What does it mean to not be able to take the derivative of a function multiple times? [duplicate]

Question

I'm taking a intro to mathematical analysis course and I'm having trouble understanding this definition.

They are talking about how it can be interesting to see what happens if you take the derivative of a function multiple times (this is discussed in the intro to Taylor polynomials). They throw this definition at us, which they call $C^kfunctions$:

A function $f: I \rightarrow \mathbb{R} $ belongs to $C^k(I)$ if it is possible to take the derivative of the function k times on $I$ and if $f^{(k)}(x)$ is continuous on $I$

I'm a little confused by this. Aren't all functions $C^\infty$ then? Can't you just keep taking the derivative of a function even if it becomes $0$? Specifically I'm on a chapter now where they are discussing curve integrals and they keep mentioning that it is a $C^2$ function. What does this mean? Can you only take the derivative 2 times?

I'm confused and can't wrap my mind around it. I would love if anyone was able to explain it in such a way that I could understand and apply it. Thanks in advance.

Answer 1

As an example:

• $f(x)=6|x|$ does not have a derivative at $x=0$
• $g(x)=3x|x|$ does have a first derivative everywhere of $f(x)$ but not a second derivative at $x=0$
• $h(x)=x^2|x|= |x^3|$ has a first derivative everywhere of $g(x)$ and a second derivative of $f(x)$ but not a third derivative at $x=0$

Answer 2

I'll address your points one by one. If you have further questions, please ask away:

Aren't all functions $C^\infty$ then? No. Examples of functions whose $k$-th order derivative is not continuous abound for every $k$. It is true that $C^1$ functions are very similar to $C^\infty$ functions, but for the time being it is better to focus on the ones we will encounter.

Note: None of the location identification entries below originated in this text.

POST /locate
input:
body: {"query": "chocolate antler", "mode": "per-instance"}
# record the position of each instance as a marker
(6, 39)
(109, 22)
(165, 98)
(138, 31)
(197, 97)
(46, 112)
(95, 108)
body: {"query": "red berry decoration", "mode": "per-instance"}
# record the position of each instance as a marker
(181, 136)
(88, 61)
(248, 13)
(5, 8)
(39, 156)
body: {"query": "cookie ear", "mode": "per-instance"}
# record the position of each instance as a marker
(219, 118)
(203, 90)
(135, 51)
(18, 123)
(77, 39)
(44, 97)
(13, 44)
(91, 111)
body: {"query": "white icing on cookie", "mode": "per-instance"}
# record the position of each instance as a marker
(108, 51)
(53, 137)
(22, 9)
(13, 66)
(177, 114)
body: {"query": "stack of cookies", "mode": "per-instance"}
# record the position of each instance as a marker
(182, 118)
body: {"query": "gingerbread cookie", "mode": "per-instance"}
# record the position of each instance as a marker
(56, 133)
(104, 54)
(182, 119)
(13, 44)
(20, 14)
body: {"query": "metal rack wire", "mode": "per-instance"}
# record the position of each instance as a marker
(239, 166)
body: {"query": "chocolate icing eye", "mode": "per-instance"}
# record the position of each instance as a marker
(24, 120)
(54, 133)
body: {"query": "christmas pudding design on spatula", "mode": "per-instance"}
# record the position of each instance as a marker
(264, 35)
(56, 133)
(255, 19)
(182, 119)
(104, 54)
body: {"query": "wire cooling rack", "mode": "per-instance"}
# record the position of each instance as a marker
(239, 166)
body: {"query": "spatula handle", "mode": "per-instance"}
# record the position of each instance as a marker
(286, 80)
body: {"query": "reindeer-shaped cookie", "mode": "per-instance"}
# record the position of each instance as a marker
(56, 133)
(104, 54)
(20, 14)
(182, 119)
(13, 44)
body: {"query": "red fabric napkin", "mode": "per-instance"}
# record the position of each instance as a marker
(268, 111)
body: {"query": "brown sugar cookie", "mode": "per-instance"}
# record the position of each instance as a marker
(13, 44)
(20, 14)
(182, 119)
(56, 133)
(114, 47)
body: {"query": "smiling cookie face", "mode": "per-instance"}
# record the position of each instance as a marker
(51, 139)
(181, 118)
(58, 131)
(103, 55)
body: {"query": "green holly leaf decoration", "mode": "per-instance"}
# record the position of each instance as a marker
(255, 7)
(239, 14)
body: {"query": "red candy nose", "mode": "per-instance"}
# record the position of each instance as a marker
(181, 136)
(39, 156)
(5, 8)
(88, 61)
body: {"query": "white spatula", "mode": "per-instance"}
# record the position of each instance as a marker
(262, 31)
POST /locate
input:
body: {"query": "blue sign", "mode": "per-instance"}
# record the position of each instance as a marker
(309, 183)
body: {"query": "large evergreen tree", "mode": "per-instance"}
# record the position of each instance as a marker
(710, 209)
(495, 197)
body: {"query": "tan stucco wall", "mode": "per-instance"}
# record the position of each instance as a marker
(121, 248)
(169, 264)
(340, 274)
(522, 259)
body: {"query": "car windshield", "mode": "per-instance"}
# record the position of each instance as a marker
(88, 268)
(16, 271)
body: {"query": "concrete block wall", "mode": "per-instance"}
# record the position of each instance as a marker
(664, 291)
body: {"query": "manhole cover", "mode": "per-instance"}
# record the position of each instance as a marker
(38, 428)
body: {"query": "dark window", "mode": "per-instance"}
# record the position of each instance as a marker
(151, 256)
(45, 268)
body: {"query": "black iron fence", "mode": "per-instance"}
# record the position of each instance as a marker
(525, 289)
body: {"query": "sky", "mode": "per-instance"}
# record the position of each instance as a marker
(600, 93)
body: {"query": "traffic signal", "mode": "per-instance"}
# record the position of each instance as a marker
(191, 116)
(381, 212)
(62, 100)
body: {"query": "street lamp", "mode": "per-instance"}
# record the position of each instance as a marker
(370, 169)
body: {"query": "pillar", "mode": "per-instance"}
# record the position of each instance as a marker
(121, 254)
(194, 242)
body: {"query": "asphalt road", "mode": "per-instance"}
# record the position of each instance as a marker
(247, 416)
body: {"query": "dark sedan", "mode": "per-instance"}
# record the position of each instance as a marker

There are even functions that are continuous but not derivable at any point. One of them is the Weierstrass function, and I'm pretty sure you'll encounter it further down the road in this course. If you find this read difficult to follow, don't worry, I'm sure your lecturer will give you great explanations (and you are of course welcome to ask).

Can't you just keep taking the derivative of a function even if it becomes $0$? $0$ is just another value a derivative can take. There are some functions that lack a derivative. Some do have a derivative. Of these, some are zero; some are not.

Specifically I'm on a chapter now where they are discussing curve integrals and they keep mentioning that it is a $C^2$ function. What does this mean? Can you only take the derivative 2 times? Not exactly. It means that the second derivative is continuous, but it says nothing about the third one, because it doesn't really matter. $C^3$ functions are also $C^2$: note that if you can do something like taking derivatives three times you can also do it twice, but being able to do it twice is no guarantee you can go on and do it a third time.

Answer 3

Some functions have a derivative that cannot be further differentiated.

For example, consider the function $f(x) = |x|$. It is not differentiable but it can be integrated. Any antiderivative $F(x)$ of $f(x)$ will be differentiable and we have $F'(x) = f(x)$. Since $f$ is continuous, $F \in C^1$ but since $f$ is not differentiable, $F \notin C^2$.

Answer 4

I think a picture can help explain what's going on here. Below is a graph of a function (red) and its derivative (blue). The original function is differentiable, which we can see by its lack of "sudden turns". However, the derivative is not, as evidenced by the "pointy turn" at $(0,0)$.

\begin{align} \text{(red)} \qquad f(x) &= x \cdot |x| \qquad\qquad \qquad \\ \text{(blue)} \quad\,\,\, f'(x) &= 2 \cdot |x| \qquad\qquad \qquad \end{align}

Part of the reason why this idea can be confusing is that the original (red) function looks smooth, but it's not smooth by the math definition since its first derivative isn't differentiable. While $f(x)$ has no pointy bits, it has the spirit of one inside, just waiting to be released.

(By the way, if you're wondering how we derive $f'(x)$ you can see that here.)